Monday 28 December 2015

We Have Been Away!

Good Day All Around:

I, Augustus Snodgrass, editor of The Pickwick Portfolio, would like to apologize for our absence from our blog. I was unable to edit our issues for the last three months, and thus they did not appear on our blog. We plan to return with a January issue in the next couple of weeks and once again post monthly issues.

I would like to present two selections sent in by the honourable Tracy Tupman over the past three months that did not make it into an issue. The first is an autumn-related poem, and the second is a composer biography, whose birthday was in October. Please enjoy them!

Sincerely,
Augustus Snodgrass

TO AUTUMN
by John Keats, contributed by Tracy Tupman
Season of mists and mellow fruitfulness,
   Close bosom-friend of the maturing sun;
Conspiring with him how to load and bless
   With fruit the vines that round the thatch-eves run;
To bend with apples the moss'd cottage-trees,
   And fill all fruit with ripeness to the core;
      To swell the gourd, and plump the hazel shells
   With a sweet kernel; to set budding more,
And still more, later flowers for the bees,
Until they think warm days will never cease,
      For summer has o'er-brimm'd their clammy cells. 

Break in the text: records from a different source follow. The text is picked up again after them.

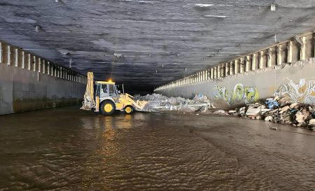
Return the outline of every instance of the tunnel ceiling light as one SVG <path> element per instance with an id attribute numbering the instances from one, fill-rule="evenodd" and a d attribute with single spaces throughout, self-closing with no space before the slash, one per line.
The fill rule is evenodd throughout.
<path id="1" fill-rule="evenodd" d="M 114 53 L 113 55 L 115 57 L 123 57 L 122 54 L 118 54 L 118 53 Z"/>
<path id="2" fill-rule="evenodd" d="M 202 4 L 202 3 L 196 3 L 195 4 L 195 6 L 199 6 L 199 7 L 210 7 L 210 6 L 213 6 L 214 4 Z"/>
<path id="3" fill-rule="evenodd" d="M 57 50 L 58 51 L 59 53 L 62 53 L 64 55 L 70 55 L 70 52 L 69 51 L 64 50 Z"/>
<path id="4" fill-rule="evenodd" d="M 226 18 L 225 15 L 204 15 L 206 17 L 214 17 L 214 18 Z"/>
<path id="5" fill-rule="evenodd" d="M 39 26 L 39 25 L 35 26 L 35 31 L 36 32 L 38 32 L 40 29 L 41 29 L 41 26 Z"/>
<path id="6" fill-rule="evenodd" d="M 276 4 L 272 3 L 270 5 L 270 9 L 272 11 L 275 11 L 276 10 Z"/>

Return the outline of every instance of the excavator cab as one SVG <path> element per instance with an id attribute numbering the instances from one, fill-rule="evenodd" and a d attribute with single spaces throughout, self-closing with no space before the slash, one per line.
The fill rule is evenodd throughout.
<path id="1" fill-rule="evenodd" d="M 95 91 L 94 91 L 95 90 Z M 113 114 L 115 110 L 132 114 L 134 110 L 141 111 L 147 101 L 134 101 L 133 97 L 121 94 L 115 83 L 111 81 L 93 81 L 93 73 L 88 73 L 88 84 L 81 109 L 92 110 L 104 115 Z"/>

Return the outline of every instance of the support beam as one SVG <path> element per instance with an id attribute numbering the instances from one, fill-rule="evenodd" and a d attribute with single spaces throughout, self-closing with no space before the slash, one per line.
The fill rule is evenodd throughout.
<path id="1" fill-rule="evenodd" d="M 2 48 L 2 43 L 0 42 L 0 63 L 2 63 L 2 53 L 3 52 L 3 48 Z"/>
<path id="2" fill-rule="evenodd" d="M 33 71 L 36 71 L 36 56 L 33 56 Z"/>
<path id="3" fill-rule="evenodd" d="M 19 66 L 19 50 L 18 48 L 14 49 L 14 66 L 18 67 Z"/>
<path id="4" fill-rule="evenodd" d="M 239 61 L 235 59 L 234 61 L 234 74 L 237 74 L 239 73 Z"/>
<path id="5" fill-rule="evenodd" d="M 272 48 L 268 48 L 268 54 L 267 57 L 267 66 L 268 68 L 272 66 Z"/>
<path id="6" fill-rule="evenodd" d="M 256 69 L 256 53 L 253 53 L 251 59 L 251 70 Z"/>
<path id="7" fill-rule="evenodd" d="M 229 63 L 225 63 L 225 76 L 229 76 Z"/>
<path id="8" fill-rule="evenodd" d="M 282 45 L 279 45 L 276 49 L 277 52 L 277 59 L 276 59 L 276 65 L 282 64 Z"/>
<path id="9" fill-rule="evenodd" d="M 22 60 L 21 60 L 21 67 L 22 69 L 25 68 L 25 52 L 24 51 L 22 51 Z"/>
<path id="10" fill-rule="evenodd" d="M 233 75 L 233 62 L 230 62 L 230 76 Z"/>
<path id="11" fill-rule="evenodd" d="M 239 73 L 244 73 L 244 57 L 241 57 L 239 59 Z"/>
<path id="12" fill-rule="evenodd" d="M 216 79 L 216 76 L 218 75 L 218 68 L 217 67 L 214 67 L 214 78 Z"/>
<path id="13" fill-rule="evenodd" d="M 263 58 L 264 58 L 264 51 L 259 52 L 259 69 L 262 69 L 263 68 Z"/>
<path id="14" fill-rule="evenodd" d="M 41 59 L 40 57 L 38 58 L 38 61 L 37 61 L 37 65 L 38 65 L 38 72 L 41 72 Z"/>
<path id="15" fill-rule="evenodd" d="M 251 57 L 246 56 L 246 60 L 245 61 L 245 71 L 249 71 L 249 62 L 251 62 Z"/>
<path id="16" fill-rule="evenodd" d="M 211 68 L 211 79 L 213 80 L 214 78 L 214 69 Z"/>
<path id="17" fill-rule="evenodd" d="M 31 70 L 31 54 L 27 54 L 27 69 Z"/>
<path id="18" fill-rule="evenodd" d="M 293 42 L 290 41 L 288 42 L 288 63 L 292 62 L 292 52 L 293 50 Z"/>
<path id="19" fill-rule="evenodd" d="M 10 65 L 11 64 L 11 47 L 10 45 L 7 45 L 7 65 Z"/>
<path id="20" fill-rule="evenodd" d="M 301 48 L 300 48 L 300 60 L 304 60 L 306 58 L 306 43 L 305 43 L 305 36 L 302 36 L 300 38 L 302 41 Z"/>

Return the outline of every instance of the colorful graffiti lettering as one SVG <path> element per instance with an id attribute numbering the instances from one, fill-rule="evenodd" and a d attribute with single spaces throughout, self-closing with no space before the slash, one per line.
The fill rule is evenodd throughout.
<path id="1" fill-rule="evenodd" d="M 315 104 L 315 78 L 302 78 L 295 83 L 289 78 L 284 79 L 274 94 L 286 97 L 292 102 Z"/>
<path id="2" fill-rule="evenodd" d="M 230 105 L 240 101 L 245 101 L 246 104 L 253 103 L 259 99 L 257 87 L 247 87 L 241 83 L 237 84 L 234 89 L 230 91 L 225 87 L 218 85 L 216 85 L 213 90 L 216 99 L 222 99 Z"/>

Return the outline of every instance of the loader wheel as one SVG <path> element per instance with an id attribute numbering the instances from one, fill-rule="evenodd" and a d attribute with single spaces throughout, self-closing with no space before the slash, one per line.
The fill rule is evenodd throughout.
<path id="1" fill-rule="evenodd" d="M 103 115 L 111 115 L 115 112 L 115 104 L 111 101 L 104 101 L 101 104 L 102 113 Z"/>
<path id="2" fill-rule="evenodd" d="M 124 109 L 125 113 L 132 114 L 134 112 L 134 108 L 131 106 L 127 106 Z"/>

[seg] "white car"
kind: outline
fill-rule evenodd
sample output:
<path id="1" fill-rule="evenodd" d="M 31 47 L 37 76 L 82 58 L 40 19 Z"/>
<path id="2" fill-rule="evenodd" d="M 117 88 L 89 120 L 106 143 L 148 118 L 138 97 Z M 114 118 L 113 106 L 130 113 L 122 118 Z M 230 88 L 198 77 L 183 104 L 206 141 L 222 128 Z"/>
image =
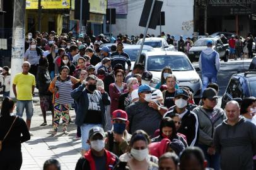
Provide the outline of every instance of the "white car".
<path id="1" fill-rule="evenodd" d="M 201 79 L 187 56 L 183 52 L 144 52 L 137 59 L 135 64 L 137 63 L 142 63 L 145 70 L 152 73 L 151 86 L 153 88 L 161 81 L 162 69 L 166 66 L 170 67 L 177 79 L 178 86 L 189 88 L 195 101 L 200 101 L 202 95 Z"/>
<path id="2" fill-rule="evenodd" d="M 143 40 L 141 39 L 137 42 L 137 45 L 141 45 Z M 151 46 L 156 51 L 176 51 L 173 45 L 168 45 L 164 38 L 151 37 L 146 38 L 144 45 Z"/>

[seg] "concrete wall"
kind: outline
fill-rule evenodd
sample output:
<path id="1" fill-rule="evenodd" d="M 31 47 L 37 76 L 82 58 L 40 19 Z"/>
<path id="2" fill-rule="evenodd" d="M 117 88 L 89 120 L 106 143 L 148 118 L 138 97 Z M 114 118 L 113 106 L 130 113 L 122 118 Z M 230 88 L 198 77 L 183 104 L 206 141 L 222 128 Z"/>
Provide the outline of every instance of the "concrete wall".
<path id="1" fill-rule="evenodd" d="M 126 18 L 117 19 L 112 25 L 114 35 L 119 33 L 138 35 L 144 32 L 144 28 L 139 26 L 144 0 L 129 0 L 128 13 Z M 165 12 L 165 25 L 161 30 L 166 33 L 174 35 L 191 36 L 194 30 L 194 1 L 165 0 L 161 11 Z M 160 26 L 156 30 L 149 29 L 148 33 L 160 35 Z"/>

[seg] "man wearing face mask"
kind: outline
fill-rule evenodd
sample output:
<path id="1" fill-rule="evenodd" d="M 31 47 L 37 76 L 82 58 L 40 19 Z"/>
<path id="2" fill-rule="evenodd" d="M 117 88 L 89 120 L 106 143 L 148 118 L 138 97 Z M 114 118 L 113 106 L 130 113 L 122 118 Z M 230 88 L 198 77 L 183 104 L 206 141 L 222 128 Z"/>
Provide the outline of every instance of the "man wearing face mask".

Who hath not seen thee oft amid thy store?
   Sometimes whoever seeks abroad may find
Thee sitting careless on a granary floor,
   Thy hair soft-lifted by the winnowing wind;
Or on a half-reap'd furrow sound asleep,
   Drows'd with the fume of poppies, while thy hook
      Spares the next swath and all its twined flowers:
And sometimes like a gleaner thou dost keep
   Steady thy laden head across a brook;
   Or by a cyder-press, with patient look,
      Thou watchest the last oozings hours by hours.     
     
Where are the songs of spring? Ay, Where are they?
   Think not of them, thou hast thy music too,—
While barred clouds bloom the soft-dying day,
   And touch the stubble-plains with rosy hue;
Then in a wailful choir the small gnats mourn
   Among the river sallows, borne aloft
      Or sinking as the light wind lives or dies;
And full-grown lambs loud bleat from hilly bourn;
   Hedge-crickets sing; and now with treble soft
   The red-breast whistles from a garden-croft;
      And gathering swallows twitter in the skies.

ANTONIO PASCULLI
by Tracy Tupman
Antonio Pasculli was born in Palermo, Sicily on October 13, 1842.  He was an incredible oboe virtuoso; in fact, he could play with such skill and dexterity that he was known as the “Paganini of the oboe.” (And, as luck would have it, both Pasculli and Paganini were born in October!).  Beginning his career at the young age of 14, this brilliant virtuouso soon found himself touring Italy, Germany, and Austria.  Because of his marvelous capabilities, he found it difficult to find music which allowed him to best fulfill his potential, so most of the music which he performed was music he had composed himself.  Although he was a fabulous concert performer, he abruptly stopped performing publicly in 1884. He did so because up until this point, he had been gradually losing his eyesight, and his doctor had warned him that continuing with his public performing could lead to complete blindness.  However, Pasculli still had plenty to keep him busy.  First of all, after settling down to raise a family in Palermo, he continued to be a professor of oboe and English horn at the Royal Conservatory of Palermo.  In addition, he poured himself into growing the talents of the Municipal Musical Corps of Palermo, which he had begun directing in 1877.  He even went so far as to teach all the wind players in the ensemble to play string instruments as well. Eventually, this transformed the musical group into a unique ensemble that could be considered a symphony and a band all in one.  While this “symphony-band” played many works by Pasculli himself, as a result of the extra musical training he gave them, they could also play a wide variety of works that most of Italy had never heard before.  Pasculli continued both his teaching and his directorship of the Municipal Musical Corps until his retirement in 1913. Some of Pasculli’s best-known works include La Favorita (https://www.youtube.com/watch?v=G_WE5ToMSIA) and Le Api (https://www.youtube.com/watch?v=zXi4E5szvSo ) ,  the latter of which could be considered an oboist’s version of “Flight of the Bumblebee.”  Antonio Pasculli died in 1924 in Palermo, Sicily: the city where he was born and raised, and the city where he lived a life-time full of music.